Misalnya, jika pihak pembeli menyatakan ijab dengan harga Rp. 10.000, pihak
penjual menyatakan qabul dengan harga Rp 9.000, atau pihak penjual menyatakan
ijab dengan harga Rp.9.000 dan pembeli menyatakan qabul dengan harga Rp.
10.000.
Sebagai salah satu azaz
dari akad dalam Islam adalah bahwa dari suatu perjanjian yang dipegangi adalah
pernyataan lahir, bukan kehendak batin. Ijab dan qabul adalah merupakan
manifestasi eksternal atau pernyataan lahir dari kehendak batin tersebut, yang
mana kehendak batin tersebut tidak dapat diketahui oleh orang lain melainkan
melalui manifestasi eksternal berupa kata-kata atau cara lain yang dapat
menyatakan kehendak batin tersebut. Kehendak nyata inilah yang menjadi pegangan
dalam berakad, kecuali dalam keadaan kehendak nyata tidak jelas, barulah
kehendak batin dijadikan sebagai pegangan.
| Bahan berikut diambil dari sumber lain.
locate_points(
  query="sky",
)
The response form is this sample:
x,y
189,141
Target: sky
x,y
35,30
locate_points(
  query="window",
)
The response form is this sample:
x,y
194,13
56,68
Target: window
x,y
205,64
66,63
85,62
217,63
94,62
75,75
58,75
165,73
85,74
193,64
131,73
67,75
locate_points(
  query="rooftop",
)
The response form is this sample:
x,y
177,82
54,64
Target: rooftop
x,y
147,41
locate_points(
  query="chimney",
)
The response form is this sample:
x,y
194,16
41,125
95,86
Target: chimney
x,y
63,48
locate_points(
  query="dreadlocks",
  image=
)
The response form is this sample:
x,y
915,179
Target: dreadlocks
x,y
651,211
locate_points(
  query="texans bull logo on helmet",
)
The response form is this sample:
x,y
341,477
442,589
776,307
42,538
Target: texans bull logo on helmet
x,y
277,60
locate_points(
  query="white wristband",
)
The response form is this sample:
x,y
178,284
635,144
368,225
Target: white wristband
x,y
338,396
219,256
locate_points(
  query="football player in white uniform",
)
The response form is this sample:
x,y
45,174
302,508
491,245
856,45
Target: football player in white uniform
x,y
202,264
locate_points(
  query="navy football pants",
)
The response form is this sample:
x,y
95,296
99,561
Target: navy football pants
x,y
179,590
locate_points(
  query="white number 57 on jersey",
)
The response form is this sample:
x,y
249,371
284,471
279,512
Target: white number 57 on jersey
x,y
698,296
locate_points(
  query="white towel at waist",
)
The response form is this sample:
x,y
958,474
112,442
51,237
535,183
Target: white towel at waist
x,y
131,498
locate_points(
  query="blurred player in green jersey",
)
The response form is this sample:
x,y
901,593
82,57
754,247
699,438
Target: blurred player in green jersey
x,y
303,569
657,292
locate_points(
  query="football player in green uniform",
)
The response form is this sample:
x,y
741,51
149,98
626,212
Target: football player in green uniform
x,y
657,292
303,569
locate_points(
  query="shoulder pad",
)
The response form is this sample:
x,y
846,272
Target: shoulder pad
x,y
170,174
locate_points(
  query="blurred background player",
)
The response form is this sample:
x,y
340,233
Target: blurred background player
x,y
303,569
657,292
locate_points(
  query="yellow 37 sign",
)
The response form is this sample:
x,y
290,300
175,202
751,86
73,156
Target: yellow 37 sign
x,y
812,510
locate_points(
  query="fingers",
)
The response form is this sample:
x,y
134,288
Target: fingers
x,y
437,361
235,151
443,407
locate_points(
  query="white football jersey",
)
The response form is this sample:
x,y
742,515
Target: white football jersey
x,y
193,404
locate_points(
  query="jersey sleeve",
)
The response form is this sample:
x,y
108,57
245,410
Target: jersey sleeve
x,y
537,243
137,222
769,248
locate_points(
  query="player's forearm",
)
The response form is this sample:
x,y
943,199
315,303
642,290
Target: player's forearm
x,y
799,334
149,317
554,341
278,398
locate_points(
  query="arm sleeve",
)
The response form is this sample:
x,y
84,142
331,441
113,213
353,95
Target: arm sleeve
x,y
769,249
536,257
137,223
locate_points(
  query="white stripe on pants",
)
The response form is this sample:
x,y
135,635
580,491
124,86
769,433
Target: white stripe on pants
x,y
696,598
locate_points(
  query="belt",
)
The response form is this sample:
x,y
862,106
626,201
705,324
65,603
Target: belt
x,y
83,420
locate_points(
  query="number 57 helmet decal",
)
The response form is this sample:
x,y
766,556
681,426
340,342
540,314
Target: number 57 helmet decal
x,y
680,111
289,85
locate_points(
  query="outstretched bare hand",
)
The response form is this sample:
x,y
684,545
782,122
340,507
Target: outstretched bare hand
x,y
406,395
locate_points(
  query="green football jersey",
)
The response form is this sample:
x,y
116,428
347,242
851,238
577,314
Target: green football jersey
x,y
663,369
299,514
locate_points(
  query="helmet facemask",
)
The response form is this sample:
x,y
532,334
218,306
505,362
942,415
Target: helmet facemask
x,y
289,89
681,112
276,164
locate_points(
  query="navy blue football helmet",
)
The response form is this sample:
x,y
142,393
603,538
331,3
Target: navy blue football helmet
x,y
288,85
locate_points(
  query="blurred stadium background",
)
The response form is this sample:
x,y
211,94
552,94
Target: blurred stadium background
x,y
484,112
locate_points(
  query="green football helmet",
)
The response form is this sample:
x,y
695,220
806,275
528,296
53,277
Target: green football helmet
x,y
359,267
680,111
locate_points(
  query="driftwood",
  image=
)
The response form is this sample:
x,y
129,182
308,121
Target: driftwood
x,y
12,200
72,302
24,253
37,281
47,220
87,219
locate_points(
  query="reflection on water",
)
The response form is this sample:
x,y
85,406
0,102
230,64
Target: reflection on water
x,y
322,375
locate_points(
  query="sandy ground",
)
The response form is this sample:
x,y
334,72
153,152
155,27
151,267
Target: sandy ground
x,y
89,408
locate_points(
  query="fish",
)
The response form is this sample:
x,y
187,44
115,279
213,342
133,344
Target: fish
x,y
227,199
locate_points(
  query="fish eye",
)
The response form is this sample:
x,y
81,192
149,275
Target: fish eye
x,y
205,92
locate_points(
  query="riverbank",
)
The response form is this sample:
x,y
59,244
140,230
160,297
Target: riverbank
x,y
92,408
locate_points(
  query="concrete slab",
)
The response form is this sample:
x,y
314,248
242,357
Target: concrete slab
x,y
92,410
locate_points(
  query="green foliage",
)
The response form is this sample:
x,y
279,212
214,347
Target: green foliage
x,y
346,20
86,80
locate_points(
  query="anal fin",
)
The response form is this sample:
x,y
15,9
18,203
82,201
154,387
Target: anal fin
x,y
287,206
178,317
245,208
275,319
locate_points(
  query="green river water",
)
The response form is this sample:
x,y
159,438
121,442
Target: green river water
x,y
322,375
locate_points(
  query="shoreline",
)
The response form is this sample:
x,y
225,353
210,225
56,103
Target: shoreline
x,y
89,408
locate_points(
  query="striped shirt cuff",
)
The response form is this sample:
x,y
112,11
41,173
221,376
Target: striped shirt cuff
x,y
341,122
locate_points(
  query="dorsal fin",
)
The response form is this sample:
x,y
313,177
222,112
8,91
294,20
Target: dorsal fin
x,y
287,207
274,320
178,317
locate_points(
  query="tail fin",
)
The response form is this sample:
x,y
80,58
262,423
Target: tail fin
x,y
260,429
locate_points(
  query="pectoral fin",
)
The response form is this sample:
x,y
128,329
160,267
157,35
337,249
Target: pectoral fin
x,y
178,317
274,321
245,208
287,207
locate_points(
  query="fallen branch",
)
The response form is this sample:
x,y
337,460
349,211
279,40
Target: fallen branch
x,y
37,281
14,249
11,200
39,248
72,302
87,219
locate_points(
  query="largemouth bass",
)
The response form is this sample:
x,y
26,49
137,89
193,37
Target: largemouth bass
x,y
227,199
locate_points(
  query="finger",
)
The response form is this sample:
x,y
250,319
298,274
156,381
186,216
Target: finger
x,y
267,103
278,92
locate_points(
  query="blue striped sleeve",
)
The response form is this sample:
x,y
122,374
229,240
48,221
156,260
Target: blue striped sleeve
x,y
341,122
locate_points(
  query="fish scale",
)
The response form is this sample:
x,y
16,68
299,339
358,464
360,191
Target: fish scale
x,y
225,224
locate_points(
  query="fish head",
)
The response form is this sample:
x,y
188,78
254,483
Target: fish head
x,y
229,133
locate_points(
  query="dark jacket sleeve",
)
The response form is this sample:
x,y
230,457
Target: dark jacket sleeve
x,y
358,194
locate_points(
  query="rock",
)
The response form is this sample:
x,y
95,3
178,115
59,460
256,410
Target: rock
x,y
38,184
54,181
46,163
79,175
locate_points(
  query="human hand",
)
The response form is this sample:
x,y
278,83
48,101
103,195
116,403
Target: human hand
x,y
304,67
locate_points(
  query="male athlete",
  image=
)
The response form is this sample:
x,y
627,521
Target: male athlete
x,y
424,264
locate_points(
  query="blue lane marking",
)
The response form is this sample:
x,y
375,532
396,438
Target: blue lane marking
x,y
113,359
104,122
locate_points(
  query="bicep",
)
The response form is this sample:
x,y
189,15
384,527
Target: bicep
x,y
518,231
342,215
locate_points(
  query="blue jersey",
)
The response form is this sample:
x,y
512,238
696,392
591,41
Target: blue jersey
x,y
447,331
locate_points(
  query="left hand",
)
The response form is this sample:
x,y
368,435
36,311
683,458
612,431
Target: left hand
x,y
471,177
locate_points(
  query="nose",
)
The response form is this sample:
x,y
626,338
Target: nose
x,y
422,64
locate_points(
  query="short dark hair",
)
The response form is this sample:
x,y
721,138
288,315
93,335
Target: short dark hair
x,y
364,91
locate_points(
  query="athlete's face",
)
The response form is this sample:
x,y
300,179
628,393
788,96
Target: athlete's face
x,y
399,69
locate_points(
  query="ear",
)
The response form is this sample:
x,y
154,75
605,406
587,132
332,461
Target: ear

Perkataan atau hal lain yang digunakan
untuk menyatakan kehendak batin inilah yang disebut sebagai sighat akad.
Dalam hukum perjanjian
Islam, pernyataan kehendak sebagai manifestasi eksternal ini, dapat dinyatakan
dalam berbagai bentuk:
a.
Pernyataan kehendak secara lisan, di mana para pihak mengungkapkan kehendaknya
dalam bentuk perkataan secara jelas. Dalam hal ini akan sangat jelas bentuk
ijab dan qabul yang dilakukan oleh para pihak. Pernyataan kehendak melalui
ucapan itu harus jelas maksudnya dan tegas isinya. Ijab dan qabul dapat
dilakukan secara langsung dan dapat juga dilakukan dengan tidak berhadapan
langsung, melalui telepon misalnya. Tentang permasalahan akad secara tidak
berhadapan langsung ini, terdapat
permasalahan di dalamnya, yakni penentuan kapan terjadinya akad jika
dihubungkan dengan kesatuan majelis akadnya sebagai syarat ijab dan qabul. Hal
ini akan dibahas pada bagian majelis akad.
b.
Pernyataan akad melalui tulisan. Selain melalui perkataan lisan, akad juga
dilakukan melalui tulisan. Dalam fungsinya sebagai pernyataan kehendak, tulisan
mempunyai fungsi dan kekuatan yang sama dengan akad secara lisan. Akad dalam
bentuk ini sangat tepat untuk akad yang dilaksanakan secara berjauhan dan
berbeda tempat. Akad ini dapat juga digunakan untuk perikatan-perikatan yang
lebih sulit seperti perikatan yang dilakukan oleh suatu badan hukum. Akan
ditemui kesulitan apabila suatu badan hukum melakukan perikatan tidak dalam
bentuk tertulis karena diperlukan alat bukti dan tanggungjawab terhadap
orang-orang yang yang bergabung dalam badan hukum tersebut. Dalam hal tidak
satu tempat ini, akad dapat dilaksanakan melalui tulisan dan mengirimkan
utusan. Dalam hal ini terdapat kaidah fiqih: “tulisan bagi orang yang hadir
sepadan dengan pembicaraan lisan orang yang hadir”.
c.
Penyampaian ijab melalui tulisan, bentuknya adalah bahwa seseorang mengutus
orang lain kepada pihak kedua untuk menyampaikan penawarannya secara lisan apa
adanya. Hal ini beda dengan penerima kuasa, di mana ia tidak sekedar
menyampaikan kehendak pihak pemberi kuasa (al-muwakkil) melainkan juga
melakukan tindakan hukum berdasarkan kehendaknya sendiri atas nama pemberi
kuasa, sedang utusan tidak menyatakan kehendaknya sendiri melainkan
menyampaikan secara apa adanya kehendak orang yang mengutusnya (al-mursil).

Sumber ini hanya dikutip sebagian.